# Mounting Remote Encrypted Files/Partitions Question

## SD Lead Sponge

I am looking for the ability to mount an encrypted file/partition remotely, and perform the decryption on a secure computer mounting the remote partition.  That is, only the secure computer mounting the remote partition performs the encryption and decryption.  The interconnecting network and the machine hosting the backup see ciphertext alone, NEVER any passphrases or plaintext.

In short, I'm wondering the best method to mount a partition/file remotely that will not have a recognized filesystem so I can then use my local encryption software to deal with it.

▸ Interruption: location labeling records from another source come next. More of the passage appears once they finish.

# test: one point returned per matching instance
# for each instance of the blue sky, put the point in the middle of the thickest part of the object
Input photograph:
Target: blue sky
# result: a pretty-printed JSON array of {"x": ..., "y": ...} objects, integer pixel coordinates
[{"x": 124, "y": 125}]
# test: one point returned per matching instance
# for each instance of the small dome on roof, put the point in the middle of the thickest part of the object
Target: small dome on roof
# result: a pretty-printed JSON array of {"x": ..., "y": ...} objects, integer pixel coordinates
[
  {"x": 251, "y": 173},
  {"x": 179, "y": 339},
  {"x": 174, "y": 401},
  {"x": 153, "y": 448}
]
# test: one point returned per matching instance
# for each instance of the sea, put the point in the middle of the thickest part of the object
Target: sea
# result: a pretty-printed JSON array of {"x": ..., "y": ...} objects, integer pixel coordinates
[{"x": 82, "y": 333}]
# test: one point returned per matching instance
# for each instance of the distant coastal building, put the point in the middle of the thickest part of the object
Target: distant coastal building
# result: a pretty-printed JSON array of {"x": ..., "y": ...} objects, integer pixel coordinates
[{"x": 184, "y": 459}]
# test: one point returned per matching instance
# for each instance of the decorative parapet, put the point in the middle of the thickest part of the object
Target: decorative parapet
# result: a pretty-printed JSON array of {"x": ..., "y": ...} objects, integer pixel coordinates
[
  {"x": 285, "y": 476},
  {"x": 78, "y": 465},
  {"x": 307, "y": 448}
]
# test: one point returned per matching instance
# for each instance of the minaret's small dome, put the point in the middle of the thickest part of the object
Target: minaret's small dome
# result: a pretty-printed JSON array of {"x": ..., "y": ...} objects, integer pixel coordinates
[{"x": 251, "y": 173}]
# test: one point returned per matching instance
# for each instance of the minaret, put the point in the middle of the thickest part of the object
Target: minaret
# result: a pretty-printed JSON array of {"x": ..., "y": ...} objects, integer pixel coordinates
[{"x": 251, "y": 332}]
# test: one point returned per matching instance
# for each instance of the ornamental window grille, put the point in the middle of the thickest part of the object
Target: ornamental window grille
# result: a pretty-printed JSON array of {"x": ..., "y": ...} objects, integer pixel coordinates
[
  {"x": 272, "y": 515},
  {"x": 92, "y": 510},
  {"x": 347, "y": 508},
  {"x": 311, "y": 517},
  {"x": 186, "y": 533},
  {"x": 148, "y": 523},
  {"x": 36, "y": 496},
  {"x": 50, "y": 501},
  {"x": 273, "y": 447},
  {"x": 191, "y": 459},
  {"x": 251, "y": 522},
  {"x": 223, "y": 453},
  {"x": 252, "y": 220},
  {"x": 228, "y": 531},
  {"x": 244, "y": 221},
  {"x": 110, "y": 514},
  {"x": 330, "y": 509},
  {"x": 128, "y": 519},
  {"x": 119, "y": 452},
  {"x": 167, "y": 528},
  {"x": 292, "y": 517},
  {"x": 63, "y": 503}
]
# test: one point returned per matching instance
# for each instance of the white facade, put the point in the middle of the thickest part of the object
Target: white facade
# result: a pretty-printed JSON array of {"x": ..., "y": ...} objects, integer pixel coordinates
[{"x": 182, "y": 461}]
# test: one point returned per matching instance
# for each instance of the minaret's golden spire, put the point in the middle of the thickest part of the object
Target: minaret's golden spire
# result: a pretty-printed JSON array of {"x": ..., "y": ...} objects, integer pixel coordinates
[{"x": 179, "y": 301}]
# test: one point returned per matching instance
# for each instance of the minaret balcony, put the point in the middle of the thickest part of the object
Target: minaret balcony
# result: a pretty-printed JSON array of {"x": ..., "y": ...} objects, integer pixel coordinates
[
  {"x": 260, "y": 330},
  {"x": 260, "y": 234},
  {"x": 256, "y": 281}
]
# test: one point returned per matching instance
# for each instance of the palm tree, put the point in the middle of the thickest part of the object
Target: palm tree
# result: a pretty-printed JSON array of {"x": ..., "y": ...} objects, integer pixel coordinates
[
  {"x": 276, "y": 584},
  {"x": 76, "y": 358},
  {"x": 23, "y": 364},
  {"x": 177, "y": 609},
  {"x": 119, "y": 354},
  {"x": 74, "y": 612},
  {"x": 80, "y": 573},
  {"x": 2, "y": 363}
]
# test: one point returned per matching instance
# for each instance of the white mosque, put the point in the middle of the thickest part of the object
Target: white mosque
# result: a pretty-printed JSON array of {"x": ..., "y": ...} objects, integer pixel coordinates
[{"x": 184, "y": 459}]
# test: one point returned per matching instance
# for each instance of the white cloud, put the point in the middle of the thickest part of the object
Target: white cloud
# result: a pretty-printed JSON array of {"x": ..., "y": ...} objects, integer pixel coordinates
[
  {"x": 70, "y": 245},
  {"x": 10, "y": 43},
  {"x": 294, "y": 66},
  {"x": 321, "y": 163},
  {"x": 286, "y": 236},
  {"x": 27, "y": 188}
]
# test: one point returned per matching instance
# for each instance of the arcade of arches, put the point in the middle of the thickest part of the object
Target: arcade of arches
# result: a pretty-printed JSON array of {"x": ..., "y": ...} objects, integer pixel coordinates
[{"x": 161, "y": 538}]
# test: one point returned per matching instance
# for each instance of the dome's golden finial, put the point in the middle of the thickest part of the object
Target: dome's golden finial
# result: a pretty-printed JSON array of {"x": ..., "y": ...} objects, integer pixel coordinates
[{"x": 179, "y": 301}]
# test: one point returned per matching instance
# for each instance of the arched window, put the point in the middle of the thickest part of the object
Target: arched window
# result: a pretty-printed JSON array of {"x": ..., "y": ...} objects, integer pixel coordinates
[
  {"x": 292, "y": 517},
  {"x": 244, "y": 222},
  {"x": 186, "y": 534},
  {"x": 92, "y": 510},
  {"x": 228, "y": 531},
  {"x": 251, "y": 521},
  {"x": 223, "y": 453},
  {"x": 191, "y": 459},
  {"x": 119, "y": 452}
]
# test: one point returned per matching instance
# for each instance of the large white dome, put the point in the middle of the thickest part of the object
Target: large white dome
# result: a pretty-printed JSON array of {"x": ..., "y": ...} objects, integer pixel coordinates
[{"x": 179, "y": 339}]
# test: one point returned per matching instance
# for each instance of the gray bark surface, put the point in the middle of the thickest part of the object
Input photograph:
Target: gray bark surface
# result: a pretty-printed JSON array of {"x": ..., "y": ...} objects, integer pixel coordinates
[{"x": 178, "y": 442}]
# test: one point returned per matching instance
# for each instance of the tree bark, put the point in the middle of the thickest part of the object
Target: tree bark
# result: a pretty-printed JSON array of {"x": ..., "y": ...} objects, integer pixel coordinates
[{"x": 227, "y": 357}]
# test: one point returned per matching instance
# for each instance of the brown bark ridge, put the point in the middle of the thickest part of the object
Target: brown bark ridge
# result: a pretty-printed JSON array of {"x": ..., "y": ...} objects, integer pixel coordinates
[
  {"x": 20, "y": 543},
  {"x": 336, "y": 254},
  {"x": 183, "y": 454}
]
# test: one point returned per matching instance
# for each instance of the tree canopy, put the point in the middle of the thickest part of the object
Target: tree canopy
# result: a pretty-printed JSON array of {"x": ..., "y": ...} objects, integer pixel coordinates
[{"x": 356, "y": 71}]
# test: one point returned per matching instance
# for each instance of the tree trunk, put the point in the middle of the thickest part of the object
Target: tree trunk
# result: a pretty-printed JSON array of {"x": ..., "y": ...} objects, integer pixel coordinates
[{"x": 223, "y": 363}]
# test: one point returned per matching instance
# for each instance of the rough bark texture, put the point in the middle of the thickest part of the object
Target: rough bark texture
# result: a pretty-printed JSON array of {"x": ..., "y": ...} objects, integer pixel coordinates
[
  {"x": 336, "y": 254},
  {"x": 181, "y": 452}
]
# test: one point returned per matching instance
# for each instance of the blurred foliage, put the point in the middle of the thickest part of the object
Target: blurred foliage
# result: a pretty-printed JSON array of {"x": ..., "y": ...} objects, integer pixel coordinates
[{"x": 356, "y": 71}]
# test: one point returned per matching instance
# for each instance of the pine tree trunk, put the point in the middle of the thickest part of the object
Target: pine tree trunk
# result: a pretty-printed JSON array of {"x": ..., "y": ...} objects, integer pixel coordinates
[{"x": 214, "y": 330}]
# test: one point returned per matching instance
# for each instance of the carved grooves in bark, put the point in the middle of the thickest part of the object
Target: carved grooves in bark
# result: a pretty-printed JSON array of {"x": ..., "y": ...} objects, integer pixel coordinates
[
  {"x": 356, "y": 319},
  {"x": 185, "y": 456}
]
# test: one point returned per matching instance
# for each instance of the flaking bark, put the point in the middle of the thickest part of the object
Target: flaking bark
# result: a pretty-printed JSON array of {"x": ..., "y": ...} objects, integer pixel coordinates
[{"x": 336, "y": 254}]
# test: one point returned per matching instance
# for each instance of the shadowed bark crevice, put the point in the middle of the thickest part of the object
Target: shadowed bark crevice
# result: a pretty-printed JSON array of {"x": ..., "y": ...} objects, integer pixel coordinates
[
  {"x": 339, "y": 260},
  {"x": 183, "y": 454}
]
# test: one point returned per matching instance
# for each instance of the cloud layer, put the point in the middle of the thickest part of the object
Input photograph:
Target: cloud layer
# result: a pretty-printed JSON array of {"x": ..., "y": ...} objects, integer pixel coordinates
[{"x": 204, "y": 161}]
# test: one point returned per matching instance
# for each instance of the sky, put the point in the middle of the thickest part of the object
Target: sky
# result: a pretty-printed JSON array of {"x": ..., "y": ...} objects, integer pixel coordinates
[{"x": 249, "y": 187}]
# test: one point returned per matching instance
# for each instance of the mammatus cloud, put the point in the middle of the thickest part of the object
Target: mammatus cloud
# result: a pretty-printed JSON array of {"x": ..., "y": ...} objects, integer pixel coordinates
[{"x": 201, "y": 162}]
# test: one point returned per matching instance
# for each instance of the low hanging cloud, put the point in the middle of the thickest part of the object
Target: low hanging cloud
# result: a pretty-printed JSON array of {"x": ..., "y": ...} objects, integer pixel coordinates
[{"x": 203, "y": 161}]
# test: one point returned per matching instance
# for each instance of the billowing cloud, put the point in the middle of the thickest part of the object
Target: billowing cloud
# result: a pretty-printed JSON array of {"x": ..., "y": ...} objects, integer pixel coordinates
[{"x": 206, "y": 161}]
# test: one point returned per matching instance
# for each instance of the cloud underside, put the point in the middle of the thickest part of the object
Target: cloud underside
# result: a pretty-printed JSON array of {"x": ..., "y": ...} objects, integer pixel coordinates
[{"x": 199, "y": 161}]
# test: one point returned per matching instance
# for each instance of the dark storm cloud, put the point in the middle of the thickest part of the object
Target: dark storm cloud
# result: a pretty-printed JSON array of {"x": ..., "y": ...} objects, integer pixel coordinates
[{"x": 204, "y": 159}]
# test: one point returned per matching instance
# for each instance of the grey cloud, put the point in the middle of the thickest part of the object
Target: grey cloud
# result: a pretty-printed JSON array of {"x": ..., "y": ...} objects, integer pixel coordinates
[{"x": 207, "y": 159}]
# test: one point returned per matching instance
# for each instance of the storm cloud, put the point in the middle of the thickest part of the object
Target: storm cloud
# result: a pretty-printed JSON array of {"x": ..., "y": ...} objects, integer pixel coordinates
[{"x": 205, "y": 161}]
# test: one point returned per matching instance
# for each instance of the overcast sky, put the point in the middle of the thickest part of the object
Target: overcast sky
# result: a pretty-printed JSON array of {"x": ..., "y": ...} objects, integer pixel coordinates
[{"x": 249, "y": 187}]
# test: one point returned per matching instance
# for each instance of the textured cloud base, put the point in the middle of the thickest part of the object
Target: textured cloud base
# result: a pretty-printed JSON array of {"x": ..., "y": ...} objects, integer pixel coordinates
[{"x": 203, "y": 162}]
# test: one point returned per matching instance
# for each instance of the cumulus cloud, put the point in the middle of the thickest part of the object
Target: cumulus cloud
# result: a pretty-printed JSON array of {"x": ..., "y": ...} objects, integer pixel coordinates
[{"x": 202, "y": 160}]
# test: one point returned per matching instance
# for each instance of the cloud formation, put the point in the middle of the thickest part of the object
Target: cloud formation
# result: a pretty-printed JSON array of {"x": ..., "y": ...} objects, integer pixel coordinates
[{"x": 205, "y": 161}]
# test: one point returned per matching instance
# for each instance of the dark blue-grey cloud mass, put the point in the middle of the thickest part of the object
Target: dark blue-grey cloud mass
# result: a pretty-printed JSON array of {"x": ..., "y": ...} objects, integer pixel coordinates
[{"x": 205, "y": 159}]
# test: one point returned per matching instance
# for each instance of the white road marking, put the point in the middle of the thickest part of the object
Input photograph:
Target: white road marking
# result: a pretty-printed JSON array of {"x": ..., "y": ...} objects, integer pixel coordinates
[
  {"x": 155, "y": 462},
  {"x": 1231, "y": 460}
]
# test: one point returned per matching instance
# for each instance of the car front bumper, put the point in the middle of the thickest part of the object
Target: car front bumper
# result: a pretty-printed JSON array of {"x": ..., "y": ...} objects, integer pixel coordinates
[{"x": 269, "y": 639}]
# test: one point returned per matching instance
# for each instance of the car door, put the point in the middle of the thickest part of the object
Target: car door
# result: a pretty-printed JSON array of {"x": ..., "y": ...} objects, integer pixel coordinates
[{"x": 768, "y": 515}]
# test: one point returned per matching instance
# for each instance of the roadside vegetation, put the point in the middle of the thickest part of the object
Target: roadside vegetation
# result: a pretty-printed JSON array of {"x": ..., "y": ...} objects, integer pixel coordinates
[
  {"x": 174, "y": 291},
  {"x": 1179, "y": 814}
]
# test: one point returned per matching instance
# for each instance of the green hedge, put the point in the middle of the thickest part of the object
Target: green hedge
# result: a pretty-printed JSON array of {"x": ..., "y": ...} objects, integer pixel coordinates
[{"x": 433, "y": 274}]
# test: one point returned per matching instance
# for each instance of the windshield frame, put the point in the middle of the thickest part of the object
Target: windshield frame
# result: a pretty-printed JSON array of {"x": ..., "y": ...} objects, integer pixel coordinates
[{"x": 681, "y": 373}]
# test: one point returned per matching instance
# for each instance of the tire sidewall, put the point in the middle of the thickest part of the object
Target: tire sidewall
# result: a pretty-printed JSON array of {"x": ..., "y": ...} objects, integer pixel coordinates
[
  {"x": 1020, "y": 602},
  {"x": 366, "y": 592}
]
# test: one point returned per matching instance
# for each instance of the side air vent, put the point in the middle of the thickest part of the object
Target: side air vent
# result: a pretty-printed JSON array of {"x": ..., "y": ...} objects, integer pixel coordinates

Any and all comments are appreciated,

-sdls

----------

## Sadako

With NDB (Network Block Device), you can access raw block devices over a lan, you mount the remote nbd device on the local machine and you can have any filesystem you want on it, so you should be able to run cryptsetup on the /dev/nd0 node.

----------

## SD Lead Sponge

Are you familiar with NBD?  My concern is if it is stable or not.  Corruption is bad in general, and corruption of an encrypted volume can be very bad pending what portion was corrupted.

----------

## RoundsToZero

It's in the kernel and not marked experimental or anything so it should be fine.  Why not try it out and stress test it with a large file and check md5sums or something?

----------

## SD Lead Sponge

I went ahead and installed nbd on the client and host machines.  It has worked well so far.  I haven't "stress" tested it yet.  But I did transfer around 50 GB to it and the data appears to be intact.  Pending time this weekend or the next, I will be rebuilding an older machine and I'll set aside several block devices for nbd and rsync to go crazy with.  I'll post the results.

Sorry for the late reply.

----------